Remarkably, Dale et al. [4] have theoretically proved the necessary and sufficient conditions for quantum Bernoulli factory. Especially for the function f(p) = 4 p (1-p), they proposed a method to construct it by simultaneously measuring two p-quoins. Essentially, entanglement is not necessary for constructing quantum Bernoulli factory. Therefore, we focus on the function f(p) = 4p (1-p) and show the quantum advantage in both theory and experiment with the simplest quantum system.

In practice, we cannot realize exact f(p)-coin due to imperfections, which may cause the realized function classically constructible. However, the number of classical coins N required to construct f(p) generally scales poorly to the inverse of the deviation. Thus, we need to implement high-fidelity state preparation and measurement to reduce the deviation as small as possible in order to faithfully demonstrate the quantum advantage. Superconducting quantum systems have made tremendous progress in the last decade, including a realization of long coherence times, showing great stability with fast and precise qubit manipulations, and demonstrating high-fidelity quantum non-demolition (QND) qubit measurement.
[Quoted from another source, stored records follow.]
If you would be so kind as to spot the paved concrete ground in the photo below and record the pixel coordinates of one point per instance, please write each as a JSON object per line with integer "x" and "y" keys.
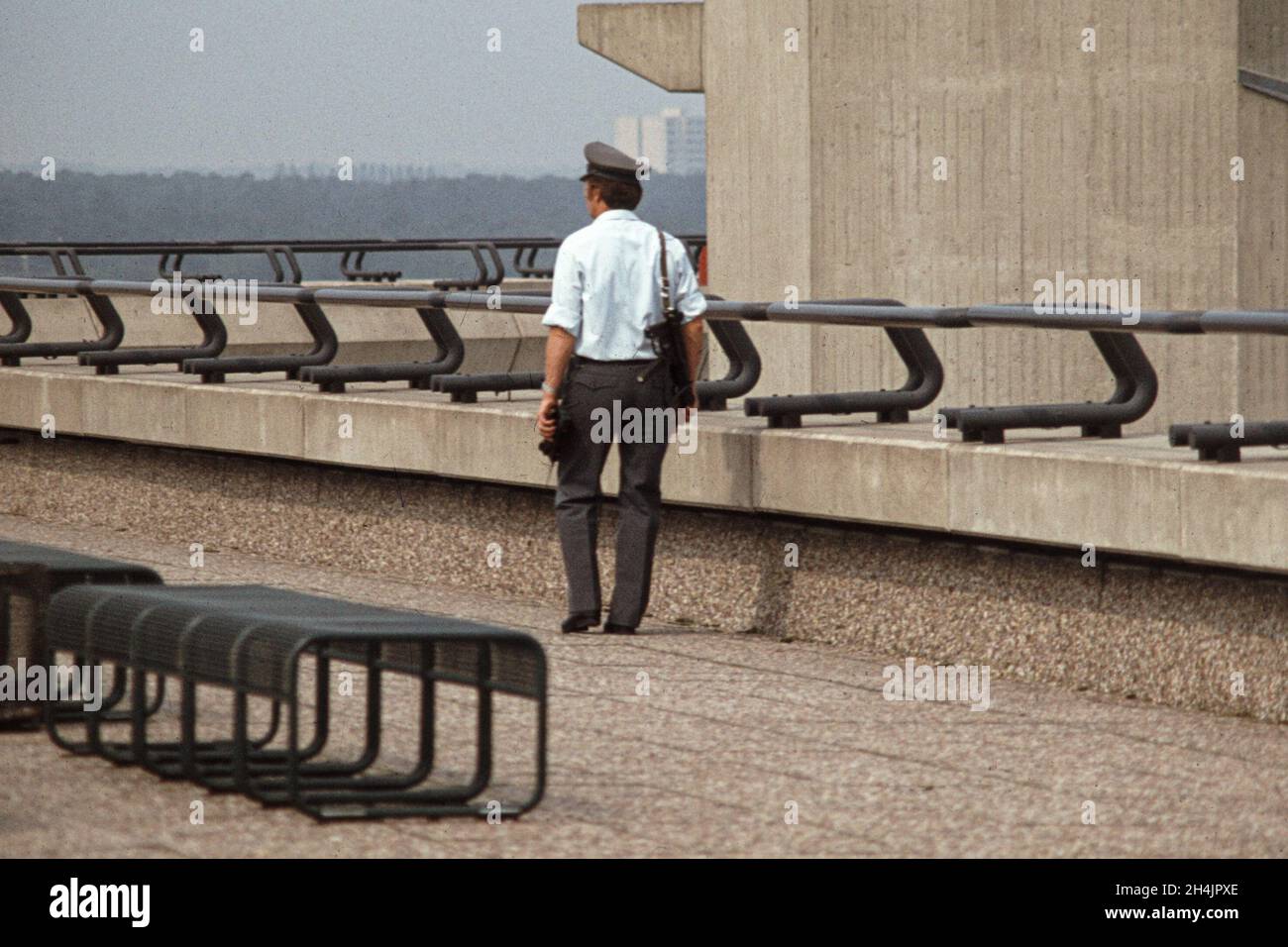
{"x": 734, "y": 729}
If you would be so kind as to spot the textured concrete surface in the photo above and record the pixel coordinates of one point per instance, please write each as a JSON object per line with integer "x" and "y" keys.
{"x": 734, "y": 732}
{"x": 1177, "y": 638}
{"x": 1104, "y": 165}
{"x": 661, "y": 43}
{"x": 1134, "y": 495}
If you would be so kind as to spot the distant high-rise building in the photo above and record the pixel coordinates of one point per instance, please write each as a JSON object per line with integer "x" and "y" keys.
{"x": 673, "y": 142}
Thus, it serves as a perfect candidate for our test.
Figure 2: Experimental setup. (a) Optical image of a transmon qubit located in a trench, which dispersively couples to two 3D Al cavities. (b) Optical image of the single-junction transmon qubit. (c) Scanning electron microscope image of the Josephson junction. (d) Schematic of the device with the main parameters.

The experiment setup is shown in Fig. 2. The necessary high fidelity (~99.6%) and QND qubit detection can be realized with the help of a near-quantum-limited Josephson parametric amplifier [4,5]. A randomized benchmark calibration shows that the single-qubit gate fidelity is about 99.8%, allowing for a highly precise qubit manipulation. Therefore, with the high fidelity state preparation, manipulation and measurement, we are able to achieve fexp (1/2)=0.965. For a special model of the experiment data, we show that more than 105 classical coins are needed for simulating this model, while the average number of quoins for our protocol is about 20.

Our experimental verification sheds light on a fundamental question about what the essential resource for quantum information processing is, which may stimulate the search for more protocols that show quantum advantages without multipartite correlations. Considering the conversion from coherence to multipartite correlation, investigating the power of coherence may also be helpful in understanding the power of multipartite correlation and universal quantum computation.

References:
[1] Xiao Yuan, Ke Liu, Yuan Xu, Weiting Wang, Yuwei Ma, Fang Zhang, Zhaopeng Yan, R. Vijay, Luyan Sun, Xiongfeng Ma, "Experimental Quantum Randomness Processing Using Superconducting Qubits", Physical Review Letters, 117, 010502 (2016). Abstract.
[2] J. Von Neumann, "Various Techniques used in connection with random digits", Journal of Research of the National Bureau of Standards -- Applied Mathematics Series, 12, 36 (1951). PDF File.
[3] M. S. Keane, George L. O’Brien, "A Bernoulli factory", ACM Transactions on Modeling and Computer Simulation, 4, 213 (1994). Abstract.
[4] Howard Dale, David Jennings, Terry Rudolph, Nature Communications, 6, 8203 (2015). Abstract.
[5] M. Hatridge, R. Vijay, D.H. Slichter, John Clarke, I. Siddiqi, "Dispersive magnetometry with a quantum limited SQUID parametric amplifier", Physical Review B, 83, 134501 (2011). Abstract.